Judge Vesna Pean did not have the right to judge, because before that she was twice in the non-trial panel for determining custody in this case.

This, among other things, was pointed out by journalist Jovo Martinović at the session of the Appellate Council where appeals were considered against the verdict of the Podgorica High Court, by which the investigative journalist was convicted in the first instance for participating in international drug trafficking.

Judges Zoran Smolović, Seka Žižić and Dragiša Rašović will decide within a month on the verdict of the High Court.
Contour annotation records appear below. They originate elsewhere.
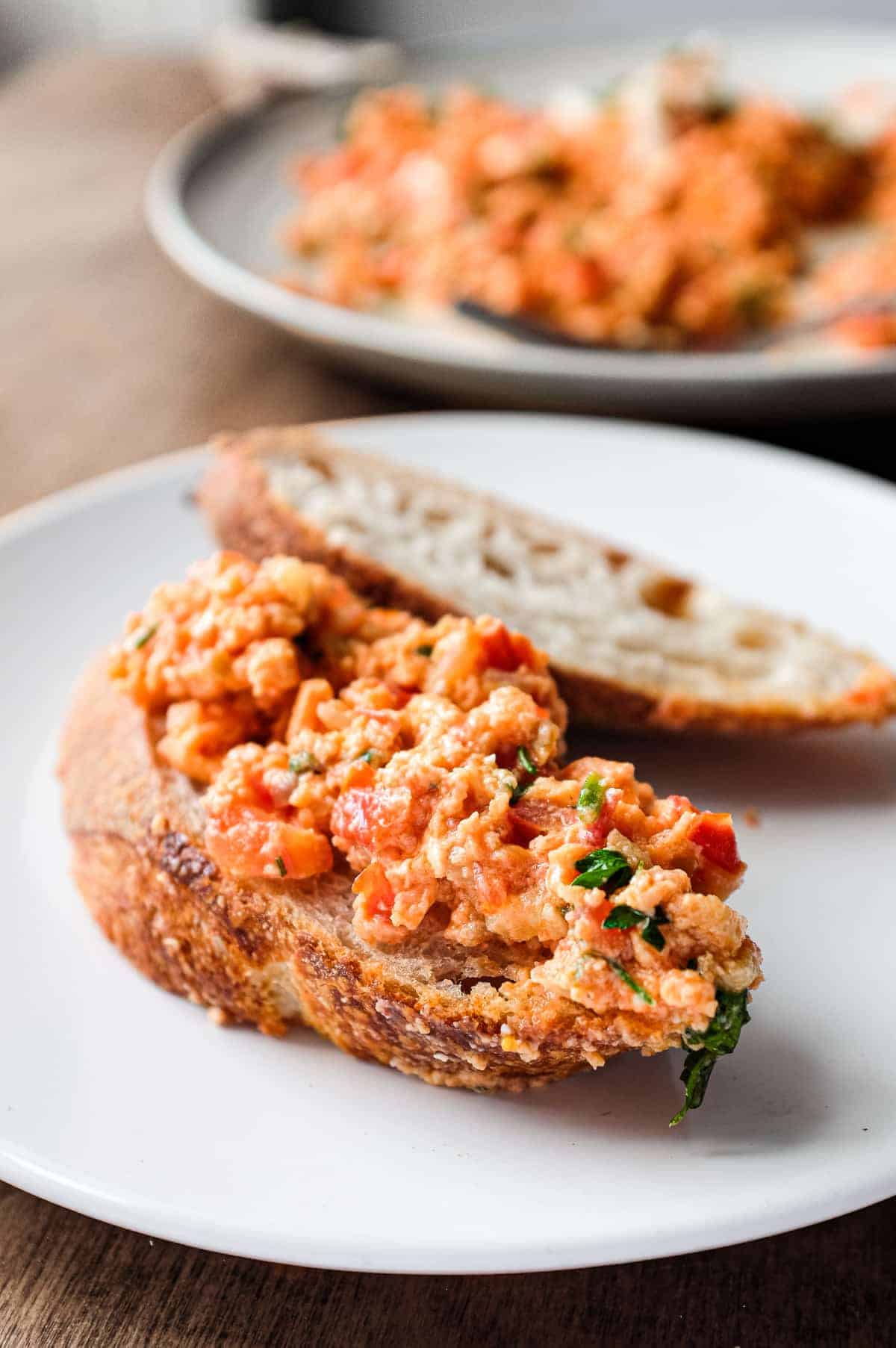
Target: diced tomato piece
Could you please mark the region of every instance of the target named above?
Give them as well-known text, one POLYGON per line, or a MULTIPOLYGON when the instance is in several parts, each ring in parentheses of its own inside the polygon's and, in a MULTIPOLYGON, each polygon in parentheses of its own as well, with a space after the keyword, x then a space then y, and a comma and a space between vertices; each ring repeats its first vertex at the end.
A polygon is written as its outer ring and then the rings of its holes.
POLYGON ((519 847, 527 847, 540 833, 569 828, 578 818, 575 810, 569 806, 550 805, 547 801, 528 801, 525 797, 511 806, 508 817, 513 830, 512 841, 519 847))
POLYGON ((532 665, 535 650, 528 638, 520 632, 511 632, 504 623, 489 627, 481 632, 482 658, 485 667, 492 670, 516 670, 520 665, 532 665))
POLYGON ((368 921, 392 915, 395 894, 379 861, 372 861, 361 871, 352 888, 361 896, 358 907, 368 921))
POLYGON ((334 837, 371 853, 392 853, 414 845, 418 836, 415 801, 406 787, 352 787, 333 807, 334 837))
POLYGON ((697 842, 703 857, 722 871, 738 871, 741 859, 737 855, 737 838, 730 814, 705 813, 698 816, 690 830, 691 842, 697 842))

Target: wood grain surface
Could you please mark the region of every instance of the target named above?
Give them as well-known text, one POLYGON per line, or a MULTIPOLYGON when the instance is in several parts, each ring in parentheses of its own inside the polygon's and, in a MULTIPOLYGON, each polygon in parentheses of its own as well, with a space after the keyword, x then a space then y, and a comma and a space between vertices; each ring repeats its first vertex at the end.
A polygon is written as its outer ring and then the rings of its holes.
MULTIPOLYGON (((67 57, 0 88, 0 512, 218 429, 411 406, 313 364, 159 255, 146 173, 209 102, 167 58, 67 57)), ((387 1278, 154 1242, 0 1184, 0 1348, 870 1348, 896 1343, 895 1219, 896 1201, 647 1264, 387 1278)))

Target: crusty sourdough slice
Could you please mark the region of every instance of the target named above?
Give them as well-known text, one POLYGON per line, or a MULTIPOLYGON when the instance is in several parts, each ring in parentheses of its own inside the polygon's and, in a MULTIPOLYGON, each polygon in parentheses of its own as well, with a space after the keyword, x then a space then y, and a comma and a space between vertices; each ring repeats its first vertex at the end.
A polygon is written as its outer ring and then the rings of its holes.
POLYGON ((525 979, 539 954, 466 950, 435 925, 385 954, 352 927, 352 875, 241 883, 203 849, 202 795, 155 755, 159 727, 98 661, 66 723, 59 774, 75 882, 120 950, 171 992, 435 1085, 519 1091, 678 1043, 637 1012, 598 1016, 525 979), (515 984, 504 983, 520 975, 515 984), (508 1042, 507 1022, 513 1024, 508 1042))
POLYGON ((896 712, 887 669, 804 623, 325 435, 213 441, 199 503, 224 546, 323 562, 427 619, 494 613, 550 652, 581 724, 779 732, 896 712))

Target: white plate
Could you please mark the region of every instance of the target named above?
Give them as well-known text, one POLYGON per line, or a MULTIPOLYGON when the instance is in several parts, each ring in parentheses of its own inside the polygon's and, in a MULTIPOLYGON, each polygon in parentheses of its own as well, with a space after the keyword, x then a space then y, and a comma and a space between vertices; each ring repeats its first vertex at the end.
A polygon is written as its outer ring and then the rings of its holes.
MULTIPOLYGON (((680 34, 675 36, 680 38, 680 34)), ((459 75, 534 101, 562 85, 601 88, 662 50, 660 39, 625 46, 532 43, 508 50, 469 40, 424 46, 404 77, 443 85, 459 75)), ((733 31, 724 43, 736 85, 819 108, 850 84, 892 80, 892 30, 784 27, 733 31)), ((307 98, 244 116, 210 113, 181 132, 148 187, 152 231, 189 275, 225 299, 288 329, 327 360, 470 400, 601 410, 663 418, 818 417, 896 406, 896 357, 843 352, 787 363, 769 355, 649 355, 535 346, 476 325, 430 326, 353 313, 292 294, 269 278, 288 271, 276 231, 296 206, 286 164, 333 142, 345 111, 334 97, 307 98)))
MULTIPOLYGON (((399 417, 338 437, 596 526, 896 662, 896 492, 883 484, 586 419, 399 417)), ((521 1097, 438 1091, 310 1031, 216 1029, 106 945, 67 878, 55 745, 88 655, 210 550, 186 503, 202 464, 156 460, 0 524, 0 1175, 214 1250, 416 1273, 670 1255, 895 1193, 889 731, 597 741, 663 793, 730 806, 749 861, 740 899, 768 983, 705 1107, 672 1131, 678 1053, 521 1097)))

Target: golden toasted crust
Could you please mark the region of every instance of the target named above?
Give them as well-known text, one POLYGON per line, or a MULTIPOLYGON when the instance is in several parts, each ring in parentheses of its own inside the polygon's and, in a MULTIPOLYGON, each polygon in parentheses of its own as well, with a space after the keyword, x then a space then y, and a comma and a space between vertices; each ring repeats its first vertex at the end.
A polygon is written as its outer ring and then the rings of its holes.
MULTIPOLYGON (((354 549, 331 543, 321 527, 274 493, 264 458, 300 461, 307 456, 315 464, 329 458, 337 470, 341 464, 348 464, 353 472, 366 473, 368 477, 395 474, 395 465, 375 456, 335 448, 314 426, 261 427, 244 434, 218 435, 212 448, 218 453, 203 477, 198 500, 225 547, 256 561, 272 553, 288 553, 321 562, 373 603, 407 608, 427 620, 458 612, 457 605, 414 578, 354 549)), ((406 485, 420 476, 400 469, 406 485)), ((496 508, 509 510, 504 504, 496 508)), ((512 514, 523 518, 527 512, 513 510, 512 514)), ((629 559, 628 554, 596 539, 589 539, 589 545, 600 547, 613 566, 629 559)), ((684 590, 693 588, 691 582, 678 577, 667 577, 667 581, 684 590)), ((846 696, 806 705, 772 698, 738 705, 703 701, 683 692, 656 694, 590 670, 558 663, 552 665, 552 674, 574 723, 613 729, 781 733, 854 723, 878 724, 896 713, 896 678, 870 658, 860 681, 846 696)))
MULTIPOLYGON (((267 1034, 305 1022, 435 1085, 519 1091, 627 1046, 625 1018, 601 1038, 591 1012, 527 984, 531 1041, 523 1055, 505 1051, 508 1003, 494 987, 463 992, 434 979, 423 957, 415 968, 348 944, 348 874, 280 884, 222 876, 202 847, 199 795, 156 760, 152 727, 105 662, 78 689, 59 775, 78 888, 108 938, 171 992, 267 1034)), ((658 1035, 647 1047, 666 1046, 658 1035)))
In January of this year, Martinović was sentenced to a year and a half in prison, on the charge that he used his acquaintances from the journalistic profession to connect drug smugglers, while the journalist claims that he was on a journalistic assignment that required him to contact people from the criminal milieu.

With this verdict, Duško Martinović was sentenced to six years and three months in prison as the organizer of the group.

In addition to the two Martinovićs, as members of a criminal organization, Igor Vušurović and Vaso Perović were also sentenced to two years and eight, and Jonuz Hadžibeti to two years and four months in prison. Branka Stanišić received a year and three months for helping the group, and Marko Šaković and Milan Marović received a year in prison.

The journalist, in his appeal against the verdict, pointed out that the decision was based on the replacement of theses, the reasoning of the verdict is confused and contradictory, in certain elements it offends common sense and intelligence, and the verdict shows personal intolerance towards his profession and him personally. It is added that the court and the prosecution did not offer evidence that Duško Martinović recruited him, nor that the journalist had a motive or promised material benefit from such work.

In the appeal, documentary films and French, American, and German television shows about jewel thieves and arms smuggling that Martinović filmed with the defendants, which the High Court deemed unimportant and refused to include in evidence, are given as evidence for inspection. It is added that the secret surveillance measures are another proof that he communicated with them for the sake of journalistic work, and not for the purpose of procuring marijuana, which the first-instance panel ignored...

The journalist has already spent 14 months in custody.

He is the winner of the "Peter Meckler" international journalistic award for courageous and ethical reporting, and during his long career he collaborated with numerous Western media, including the BBC and the Financial Times.